Workload Management
While you can create individual pods directly, in production you rarely manage pods manually. Instead, you use workload controllers - higher-level Kubernetes resources that create and manage pods according to different application patterns.
Think of workload controllers as smart managers that:
- Create pods based on templates you define
- Monitor pod health and replace failed instances
- Handle scaling up and down based on demand
- Manage updates with strategies like rolling deployments
- Provide specialized behavior for different application types
Types of Workload Controllers
Kubernetes provides several workload controllers, each designed for specific use cases:
- Deployments manage multiple identical pods for stateless applications. They handle scaling, rolling updates, and automatic replacement of failed pods. Perfect for web applications where any pod can handle any request.
- ReplicaSets ensure a specified number of identical pods are running at any time. While you rarely create ReplicaSets directly, they're the building blocks that Deployments use under the hood to manage pods.
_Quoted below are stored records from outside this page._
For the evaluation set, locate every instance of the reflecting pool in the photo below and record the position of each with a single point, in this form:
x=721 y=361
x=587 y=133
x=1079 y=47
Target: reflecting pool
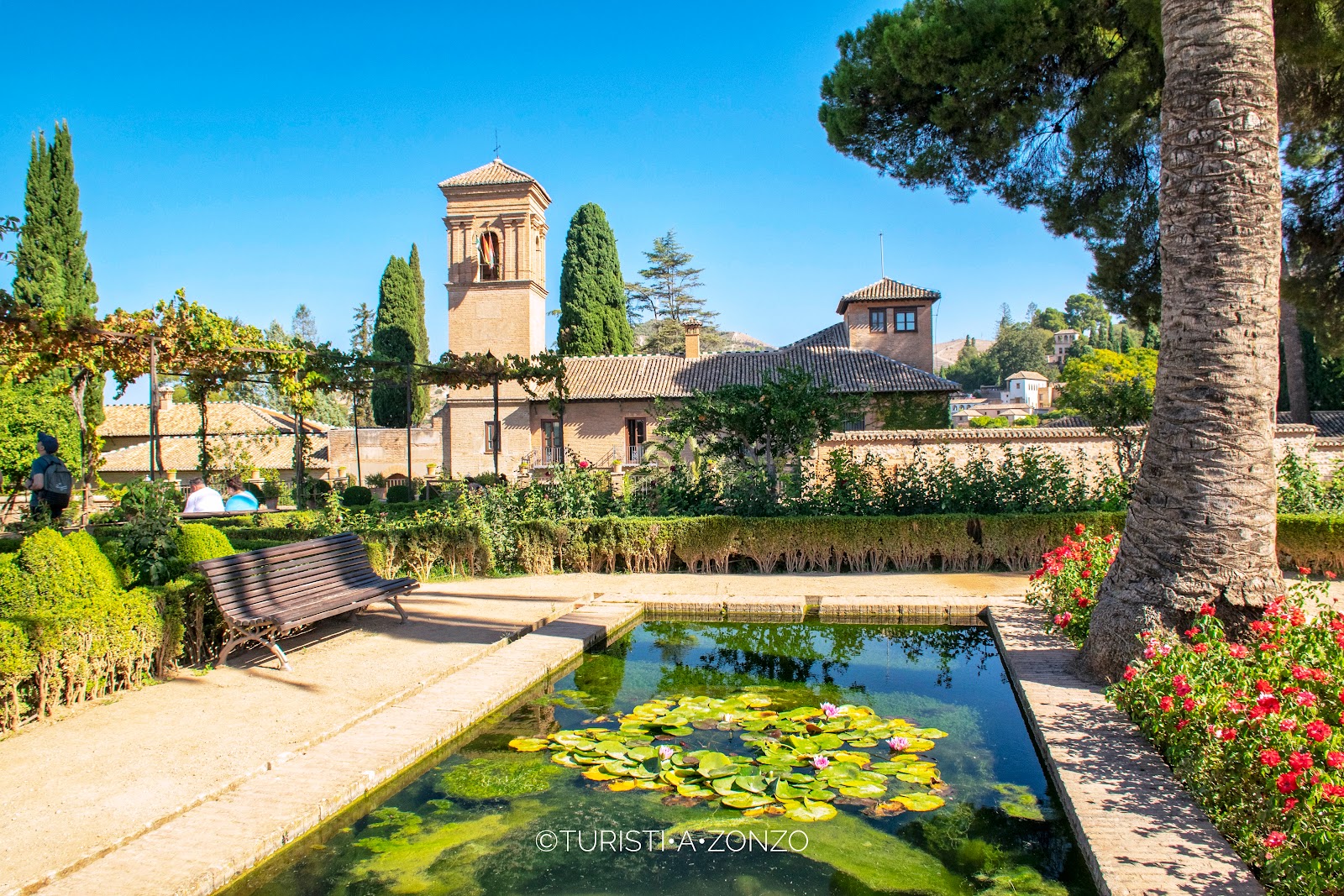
x=790 y=788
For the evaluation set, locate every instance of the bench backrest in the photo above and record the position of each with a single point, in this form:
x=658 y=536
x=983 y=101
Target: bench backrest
x=255 y=584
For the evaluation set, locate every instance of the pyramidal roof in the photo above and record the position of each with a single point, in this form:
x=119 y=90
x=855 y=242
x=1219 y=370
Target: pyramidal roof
x=492 y=172
x=886 y=288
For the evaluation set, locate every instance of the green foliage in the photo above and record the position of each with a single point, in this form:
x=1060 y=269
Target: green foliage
x=400 y=335
x=356 y=496
x=669 y=288
x=30 y=409
x=69 y=631
x=199 y=542
x=593 y=311
x=763 y=425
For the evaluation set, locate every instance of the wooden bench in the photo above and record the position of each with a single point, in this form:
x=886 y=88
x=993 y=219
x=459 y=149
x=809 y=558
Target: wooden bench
x=266 y=594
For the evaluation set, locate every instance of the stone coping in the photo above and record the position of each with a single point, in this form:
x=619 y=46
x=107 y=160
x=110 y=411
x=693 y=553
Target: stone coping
x=1139 y=831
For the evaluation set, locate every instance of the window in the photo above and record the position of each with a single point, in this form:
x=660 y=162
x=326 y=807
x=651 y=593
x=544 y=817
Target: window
x=553 y=443
x=488 y=255
x=636 y=434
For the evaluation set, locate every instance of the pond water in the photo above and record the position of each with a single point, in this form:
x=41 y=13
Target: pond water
x=495 y=821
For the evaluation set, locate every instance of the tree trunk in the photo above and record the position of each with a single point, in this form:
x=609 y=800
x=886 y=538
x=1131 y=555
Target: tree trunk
x=1202 y=520
x=1290 y=340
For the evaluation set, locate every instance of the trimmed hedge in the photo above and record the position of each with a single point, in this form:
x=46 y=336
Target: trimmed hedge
x=799 y=544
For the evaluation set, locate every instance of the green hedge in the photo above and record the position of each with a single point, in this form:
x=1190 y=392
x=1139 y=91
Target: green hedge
x=71 y=631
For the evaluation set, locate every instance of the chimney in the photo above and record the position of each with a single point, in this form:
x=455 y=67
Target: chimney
x=692 y=338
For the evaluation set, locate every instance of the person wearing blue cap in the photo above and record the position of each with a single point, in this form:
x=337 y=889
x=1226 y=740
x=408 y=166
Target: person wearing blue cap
x=49 y=481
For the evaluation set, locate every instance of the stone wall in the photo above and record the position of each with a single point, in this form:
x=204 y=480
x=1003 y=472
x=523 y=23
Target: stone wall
x=900 y=448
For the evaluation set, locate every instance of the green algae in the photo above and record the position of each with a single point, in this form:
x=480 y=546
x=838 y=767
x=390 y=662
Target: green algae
x=497 y=777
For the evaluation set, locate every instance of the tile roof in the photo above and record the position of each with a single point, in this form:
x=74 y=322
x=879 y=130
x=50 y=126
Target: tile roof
x=886 y=288
x=678 y=376
x=235 y=418
x=1328 y=423
x=183 y=453
x=492 y=172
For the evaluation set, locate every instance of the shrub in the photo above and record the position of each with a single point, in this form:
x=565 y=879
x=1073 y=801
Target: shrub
x=199 y=542
x=356 y=496
x=1068 y=578
x=1254 y=731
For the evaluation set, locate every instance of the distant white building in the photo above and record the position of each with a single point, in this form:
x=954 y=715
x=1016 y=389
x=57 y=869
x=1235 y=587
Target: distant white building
x=1065 y=340
x=1027 y=387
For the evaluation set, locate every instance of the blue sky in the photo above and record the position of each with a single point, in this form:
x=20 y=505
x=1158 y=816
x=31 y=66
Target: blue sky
x=264 y=156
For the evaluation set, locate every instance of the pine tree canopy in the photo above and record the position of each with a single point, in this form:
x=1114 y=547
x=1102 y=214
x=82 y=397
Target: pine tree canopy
x=396 y=336
x=1057 y=107
x=593 y=309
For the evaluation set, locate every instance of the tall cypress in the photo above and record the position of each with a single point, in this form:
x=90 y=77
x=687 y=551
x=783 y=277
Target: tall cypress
x=396 y=338
x=593 y=311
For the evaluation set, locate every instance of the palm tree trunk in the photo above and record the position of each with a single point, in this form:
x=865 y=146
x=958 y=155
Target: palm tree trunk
x=1202 y=521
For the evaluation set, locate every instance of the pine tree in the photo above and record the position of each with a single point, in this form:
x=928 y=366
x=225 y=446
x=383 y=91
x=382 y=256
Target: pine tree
x=593 y=305
x=396 y=338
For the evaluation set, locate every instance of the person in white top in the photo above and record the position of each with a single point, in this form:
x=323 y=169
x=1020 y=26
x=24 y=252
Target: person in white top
x=202 y=499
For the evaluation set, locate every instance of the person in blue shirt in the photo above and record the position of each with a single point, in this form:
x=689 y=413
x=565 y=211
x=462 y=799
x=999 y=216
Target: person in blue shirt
x=237 y=497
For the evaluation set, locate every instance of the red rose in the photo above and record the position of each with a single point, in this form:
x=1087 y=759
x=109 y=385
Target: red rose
x=1317 y=731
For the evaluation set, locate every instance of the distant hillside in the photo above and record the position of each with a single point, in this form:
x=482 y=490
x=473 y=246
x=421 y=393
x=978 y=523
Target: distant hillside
x=945 y=354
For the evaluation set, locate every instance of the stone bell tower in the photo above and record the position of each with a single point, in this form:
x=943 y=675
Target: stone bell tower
x=496 y=261
x=496 y=302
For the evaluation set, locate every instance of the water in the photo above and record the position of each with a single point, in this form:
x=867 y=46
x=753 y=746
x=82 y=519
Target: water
x=494 y=821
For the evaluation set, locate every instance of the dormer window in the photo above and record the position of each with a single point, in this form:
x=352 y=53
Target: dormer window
x=488 y=255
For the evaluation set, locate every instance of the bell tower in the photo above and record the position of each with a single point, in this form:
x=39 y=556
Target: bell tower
x=496 y=261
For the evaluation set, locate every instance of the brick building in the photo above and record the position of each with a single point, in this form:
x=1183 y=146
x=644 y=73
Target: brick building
x=496 y=301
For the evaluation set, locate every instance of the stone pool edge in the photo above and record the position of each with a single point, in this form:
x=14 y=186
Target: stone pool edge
x=215 y=842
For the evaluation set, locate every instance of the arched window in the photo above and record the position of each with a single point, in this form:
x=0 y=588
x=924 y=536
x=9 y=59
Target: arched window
x=488 y=255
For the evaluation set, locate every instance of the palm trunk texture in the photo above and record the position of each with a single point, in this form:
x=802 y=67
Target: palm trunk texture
x=1200 y=524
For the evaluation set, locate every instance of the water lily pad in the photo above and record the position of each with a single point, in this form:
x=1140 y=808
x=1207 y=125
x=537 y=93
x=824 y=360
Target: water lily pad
x=810 y=812
x=746 y=801
x=920 y=802
x=871 y=792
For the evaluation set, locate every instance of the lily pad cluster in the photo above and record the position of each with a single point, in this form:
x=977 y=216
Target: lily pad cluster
x=799 y=762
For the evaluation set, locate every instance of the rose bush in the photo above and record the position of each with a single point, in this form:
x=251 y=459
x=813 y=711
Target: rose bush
x=1066 y=584
x=1257 y=732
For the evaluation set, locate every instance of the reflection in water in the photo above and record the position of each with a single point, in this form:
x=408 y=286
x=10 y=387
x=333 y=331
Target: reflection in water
x=472 y=825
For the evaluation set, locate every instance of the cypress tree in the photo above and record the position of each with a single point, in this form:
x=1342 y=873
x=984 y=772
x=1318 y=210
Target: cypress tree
x=396 y=336
x=593 y=308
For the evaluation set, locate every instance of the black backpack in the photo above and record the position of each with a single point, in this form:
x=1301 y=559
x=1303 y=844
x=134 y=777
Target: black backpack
x=57 y=484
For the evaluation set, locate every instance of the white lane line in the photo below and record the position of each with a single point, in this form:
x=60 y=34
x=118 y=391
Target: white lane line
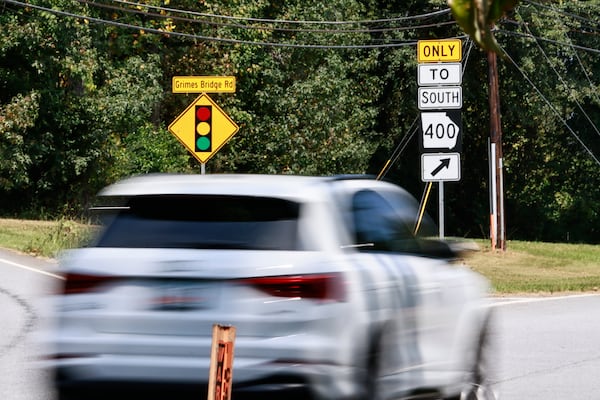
x=507 y=301
x=39 y=271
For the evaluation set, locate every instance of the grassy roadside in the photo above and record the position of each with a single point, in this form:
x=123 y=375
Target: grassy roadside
x=525 y=267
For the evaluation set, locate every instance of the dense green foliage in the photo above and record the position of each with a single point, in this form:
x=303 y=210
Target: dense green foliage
x=84 y=103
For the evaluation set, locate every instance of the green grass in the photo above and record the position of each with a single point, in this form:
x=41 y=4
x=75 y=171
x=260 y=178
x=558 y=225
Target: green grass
x=525 y=267
x=43 y=238
x=543 y=268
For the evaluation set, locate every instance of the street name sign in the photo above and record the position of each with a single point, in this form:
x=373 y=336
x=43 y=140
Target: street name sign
x=430 y=74
x=203 y=128
x=203 y=84
x=441 y=131
x=446 y=50
x=438 y=167
x=440 y=97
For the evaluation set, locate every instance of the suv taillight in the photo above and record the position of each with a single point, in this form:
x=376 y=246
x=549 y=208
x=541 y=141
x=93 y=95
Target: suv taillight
x=83 y=283
x=317 y=287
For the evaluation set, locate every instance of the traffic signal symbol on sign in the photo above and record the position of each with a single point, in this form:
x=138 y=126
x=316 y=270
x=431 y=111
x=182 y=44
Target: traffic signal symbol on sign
x=203 y=128
x=203 y=125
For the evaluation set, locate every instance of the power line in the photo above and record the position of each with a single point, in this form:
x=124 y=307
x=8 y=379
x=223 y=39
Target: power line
x=254 y=27
x=210 y=38
x=549 y=104
x=524 y=35
x=282 y=21
x=564 y=13
x=560 y=77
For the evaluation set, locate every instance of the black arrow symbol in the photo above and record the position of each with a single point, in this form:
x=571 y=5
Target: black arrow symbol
x=444 y=163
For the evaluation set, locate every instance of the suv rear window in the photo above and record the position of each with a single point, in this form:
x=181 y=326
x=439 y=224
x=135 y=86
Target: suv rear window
x=204 y=222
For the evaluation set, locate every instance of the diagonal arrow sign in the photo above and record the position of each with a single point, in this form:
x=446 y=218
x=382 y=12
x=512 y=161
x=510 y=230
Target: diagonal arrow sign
x=444 y=163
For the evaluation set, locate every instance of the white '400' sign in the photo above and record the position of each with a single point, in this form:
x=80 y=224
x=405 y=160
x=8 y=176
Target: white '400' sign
x=441 y=131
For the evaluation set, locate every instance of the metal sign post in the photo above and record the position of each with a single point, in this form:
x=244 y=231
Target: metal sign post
x=439 y=75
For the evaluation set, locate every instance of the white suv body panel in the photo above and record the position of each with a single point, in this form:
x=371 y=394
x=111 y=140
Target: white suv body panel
x=422 y=315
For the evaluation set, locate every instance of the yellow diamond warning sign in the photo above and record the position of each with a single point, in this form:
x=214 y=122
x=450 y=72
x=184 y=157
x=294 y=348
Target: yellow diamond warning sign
x=203 y=128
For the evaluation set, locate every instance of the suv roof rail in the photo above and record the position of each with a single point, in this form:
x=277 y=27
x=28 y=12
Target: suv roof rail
x=346 y=177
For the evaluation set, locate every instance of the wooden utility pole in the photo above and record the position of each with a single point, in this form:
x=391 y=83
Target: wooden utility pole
x=497 y=225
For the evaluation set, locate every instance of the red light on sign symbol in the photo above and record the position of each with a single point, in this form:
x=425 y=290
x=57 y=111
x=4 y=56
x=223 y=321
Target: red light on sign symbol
x=203 y=134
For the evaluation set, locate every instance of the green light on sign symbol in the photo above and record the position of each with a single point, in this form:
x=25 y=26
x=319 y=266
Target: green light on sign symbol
x=203 y=126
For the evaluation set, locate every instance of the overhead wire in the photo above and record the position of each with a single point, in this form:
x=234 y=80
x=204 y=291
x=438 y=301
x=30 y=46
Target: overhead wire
x=549 y=104
x=299 y=22
x=251 y=27
x=560 y=78
x=211 y=38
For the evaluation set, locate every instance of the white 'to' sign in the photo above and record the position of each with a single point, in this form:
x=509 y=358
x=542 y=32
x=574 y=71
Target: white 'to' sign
x=439 y=131
x=439 y=74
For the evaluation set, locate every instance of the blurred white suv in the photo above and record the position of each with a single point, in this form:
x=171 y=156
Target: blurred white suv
x=331 y=294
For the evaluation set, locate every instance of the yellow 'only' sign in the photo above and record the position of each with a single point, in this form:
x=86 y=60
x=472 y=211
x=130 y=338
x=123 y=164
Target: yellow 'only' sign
x=449 y=50
x=203 y=84
x=203 y=128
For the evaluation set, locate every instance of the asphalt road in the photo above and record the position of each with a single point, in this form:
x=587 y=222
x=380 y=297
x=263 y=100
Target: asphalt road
x=24 y=281
x=548 y=348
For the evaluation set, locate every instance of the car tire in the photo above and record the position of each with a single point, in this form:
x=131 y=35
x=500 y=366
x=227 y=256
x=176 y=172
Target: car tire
x=480 y=386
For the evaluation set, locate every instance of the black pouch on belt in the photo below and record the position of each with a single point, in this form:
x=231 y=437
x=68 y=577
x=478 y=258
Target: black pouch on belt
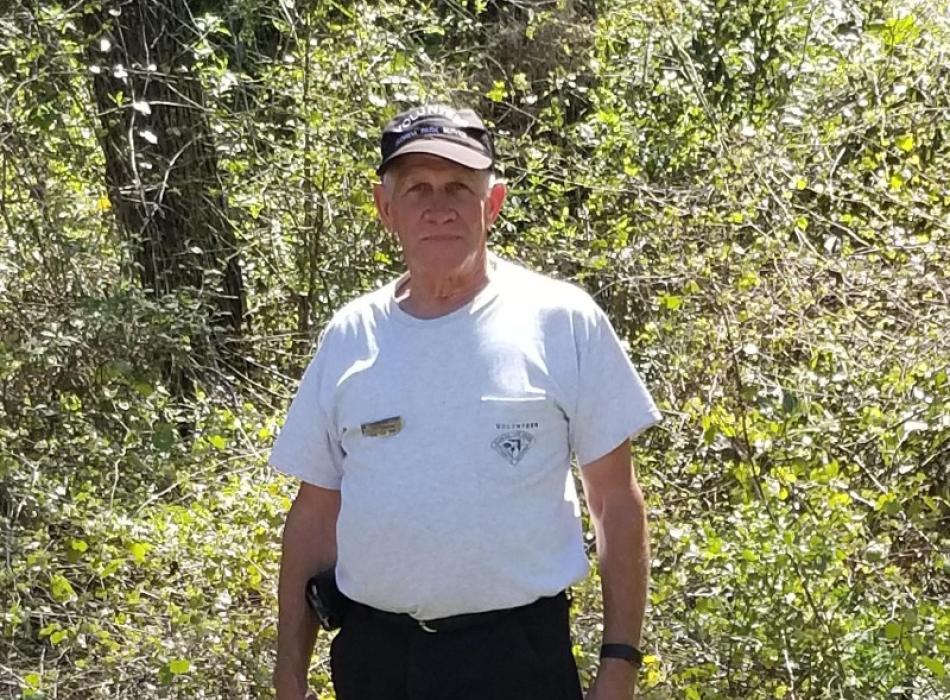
x=326 y=600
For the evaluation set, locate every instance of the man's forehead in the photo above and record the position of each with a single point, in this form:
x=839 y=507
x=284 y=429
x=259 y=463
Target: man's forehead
x=420 y=163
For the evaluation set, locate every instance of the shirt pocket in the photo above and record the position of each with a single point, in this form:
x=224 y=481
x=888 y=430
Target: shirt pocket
x=521 y=437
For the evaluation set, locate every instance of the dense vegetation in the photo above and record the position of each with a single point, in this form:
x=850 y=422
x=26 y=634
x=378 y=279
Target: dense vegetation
x=755 y=191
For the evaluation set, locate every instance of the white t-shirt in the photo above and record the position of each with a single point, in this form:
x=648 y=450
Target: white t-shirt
x=450 y=440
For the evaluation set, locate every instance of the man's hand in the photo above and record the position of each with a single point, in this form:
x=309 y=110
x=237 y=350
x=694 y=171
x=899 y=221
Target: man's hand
x=616 y=680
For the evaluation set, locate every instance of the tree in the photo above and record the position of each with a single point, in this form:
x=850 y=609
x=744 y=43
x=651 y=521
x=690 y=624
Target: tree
x=162 y=167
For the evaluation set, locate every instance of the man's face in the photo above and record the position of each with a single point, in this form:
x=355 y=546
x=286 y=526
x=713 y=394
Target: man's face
x=440 y=210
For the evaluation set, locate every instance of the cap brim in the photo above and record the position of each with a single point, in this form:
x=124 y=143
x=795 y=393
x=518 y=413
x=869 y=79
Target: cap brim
x=456 y=152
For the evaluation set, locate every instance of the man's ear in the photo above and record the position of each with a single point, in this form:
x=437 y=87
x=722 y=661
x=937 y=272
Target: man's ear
x=382 y=199
x=496 y=199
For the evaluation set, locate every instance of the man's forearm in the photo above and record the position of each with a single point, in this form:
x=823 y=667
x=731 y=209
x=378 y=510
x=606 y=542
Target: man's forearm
x=624 y=555
x=309 y=546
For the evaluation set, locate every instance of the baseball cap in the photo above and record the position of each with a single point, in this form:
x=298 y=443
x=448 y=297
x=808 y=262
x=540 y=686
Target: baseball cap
x=455 y=134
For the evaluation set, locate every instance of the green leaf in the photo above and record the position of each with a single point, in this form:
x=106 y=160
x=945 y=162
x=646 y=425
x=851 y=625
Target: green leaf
x=671 y=301
x=906 y=143
x=935 y=666
x=498 y=92
x=138 y=550
x=61 y=589
x=164 y=437
x=179 y=666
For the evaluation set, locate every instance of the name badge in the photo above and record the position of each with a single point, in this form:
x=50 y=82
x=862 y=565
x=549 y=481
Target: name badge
x=382 y=428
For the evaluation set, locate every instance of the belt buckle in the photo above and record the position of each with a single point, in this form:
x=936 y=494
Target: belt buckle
x=425 y=627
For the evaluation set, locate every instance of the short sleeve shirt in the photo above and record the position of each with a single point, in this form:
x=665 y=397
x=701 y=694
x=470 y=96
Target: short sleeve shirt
x=451 y=439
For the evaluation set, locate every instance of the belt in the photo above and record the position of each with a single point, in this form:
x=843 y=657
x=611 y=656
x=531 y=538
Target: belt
x=457 y=622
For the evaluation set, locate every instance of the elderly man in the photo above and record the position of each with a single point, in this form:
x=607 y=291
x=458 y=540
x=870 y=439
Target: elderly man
x=433 y=433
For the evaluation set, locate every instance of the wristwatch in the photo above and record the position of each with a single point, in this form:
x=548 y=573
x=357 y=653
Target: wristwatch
x=627 y=652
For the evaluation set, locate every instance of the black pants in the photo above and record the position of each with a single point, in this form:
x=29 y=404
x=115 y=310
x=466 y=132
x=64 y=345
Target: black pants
x=523 y=655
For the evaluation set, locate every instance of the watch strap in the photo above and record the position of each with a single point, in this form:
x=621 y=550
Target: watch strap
x=627 y=652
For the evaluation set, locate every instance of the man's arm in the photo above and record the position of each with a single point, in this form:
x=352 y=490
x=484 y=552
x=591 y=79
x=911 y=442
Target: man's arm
x=619 y=517
x=309 y=546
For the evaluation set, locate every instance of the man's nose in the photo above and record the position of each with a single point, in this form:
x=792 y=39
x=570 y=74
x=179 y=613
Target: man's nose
x=439 y=210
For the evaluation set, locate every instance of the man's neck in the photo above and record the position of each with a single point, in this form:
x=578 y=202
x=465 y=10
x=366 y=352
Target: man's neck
x=429 y=294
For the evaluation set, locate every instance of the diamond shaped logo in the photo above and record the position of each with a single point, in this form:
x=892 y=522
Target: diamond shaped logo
x=513 y=445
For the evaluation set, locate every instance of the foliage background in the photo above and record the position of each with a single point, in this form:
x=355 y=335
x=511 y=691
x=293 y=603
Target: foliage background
x=756 y=192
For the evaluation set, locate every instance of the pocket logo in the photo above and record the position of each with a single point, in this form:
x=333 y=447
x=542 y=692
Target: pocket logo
x=382 y=428
x=513 y=445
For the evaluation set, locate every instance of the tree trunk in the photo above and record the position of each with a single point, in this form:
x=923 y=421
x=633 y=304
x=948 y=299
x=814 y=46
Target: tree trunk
x=162 y=169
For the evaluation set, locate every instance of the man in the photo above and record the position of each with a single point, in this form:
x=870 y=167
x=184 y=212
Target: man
x=433 y=433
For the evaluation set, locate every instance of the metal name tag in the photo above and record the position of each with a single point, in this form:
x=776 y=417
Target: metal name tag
x=382 y=428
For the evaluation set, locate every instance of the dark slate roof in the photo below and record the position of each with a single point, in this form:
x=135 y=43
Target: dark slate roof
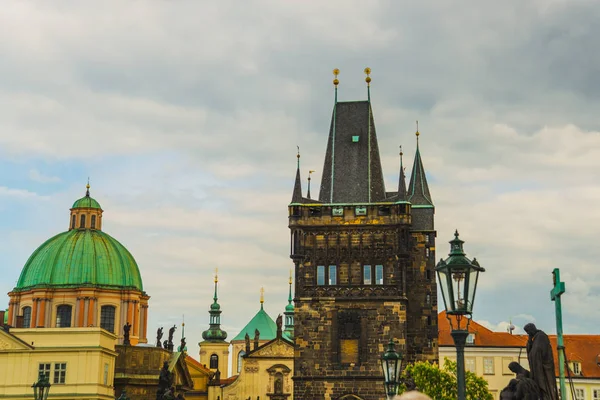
x=352 y=157
x=418 y=190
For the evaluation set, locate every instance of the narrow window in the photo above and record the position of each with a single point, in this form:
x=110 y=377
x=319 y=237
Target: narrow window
x=214 y=361
x=60 y=372
x=333 y=275
x=27 y=317
x=241 y=355
x=320 y=275
x=44 y=370
x=379 y=274
x=105 y=374
x=366 y=274
x=278 y=385
x=63 y=316
x=107 y=318
x=488 y=366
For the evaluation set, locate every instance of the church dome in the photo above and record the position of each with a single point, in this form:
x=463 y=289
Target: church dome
x=79 y=258
x=84 y=256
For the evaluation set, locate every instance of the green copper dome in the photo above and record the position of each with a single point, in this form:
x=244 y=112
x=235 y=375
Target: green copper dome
x=80 y=258
x=261 y=321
- StatefulSets provide stable identities and persistent storage for stateful applications. Each pod gets a unique name (like
mysql-0,mysql-1) and its own persistent volume. Essential for databases and clustered applications. - DaemonSets ensure exactly one pod runs on each node (or selected nodes). Great for system-level services like log collectors or monitoring agents that need to run everywhere in your cluster.
- Jobs run pods until they complete successfully, then stop. Unlike other controllers, they don't restart completed pods. Ideal for one-time tasks like data migrations or batch processing.
- CronJobs create Jobs on a schedule using familiar cron syntax. They're perfect for recurring tasks like backups, report generation, or cleanup operations.
Understanding the Controller Hierarchy
It's helpful to understand how these controllers relate to each other:
Deployment → ReplicaSet → Pods
When you create a Deployment, here's what happens:
- Deployment creates and manages ReplicaSets
- ReplicaSet creates and manages the actual Pods
- Pods run your application containers
This layered approach enables powerful features:
- Rolling updates: Deployments create new ReplicaSets while gradually scaling down old ones
- Rollbacks: Deployments can switch back to previous ReplicaSet versions
- Scaling: Changes to replica count flow through ReplicaSets to Pods
You'll often see ReplicaSets when debugging (like kubectl get rs), but you typically manage them indirectly through Deployments.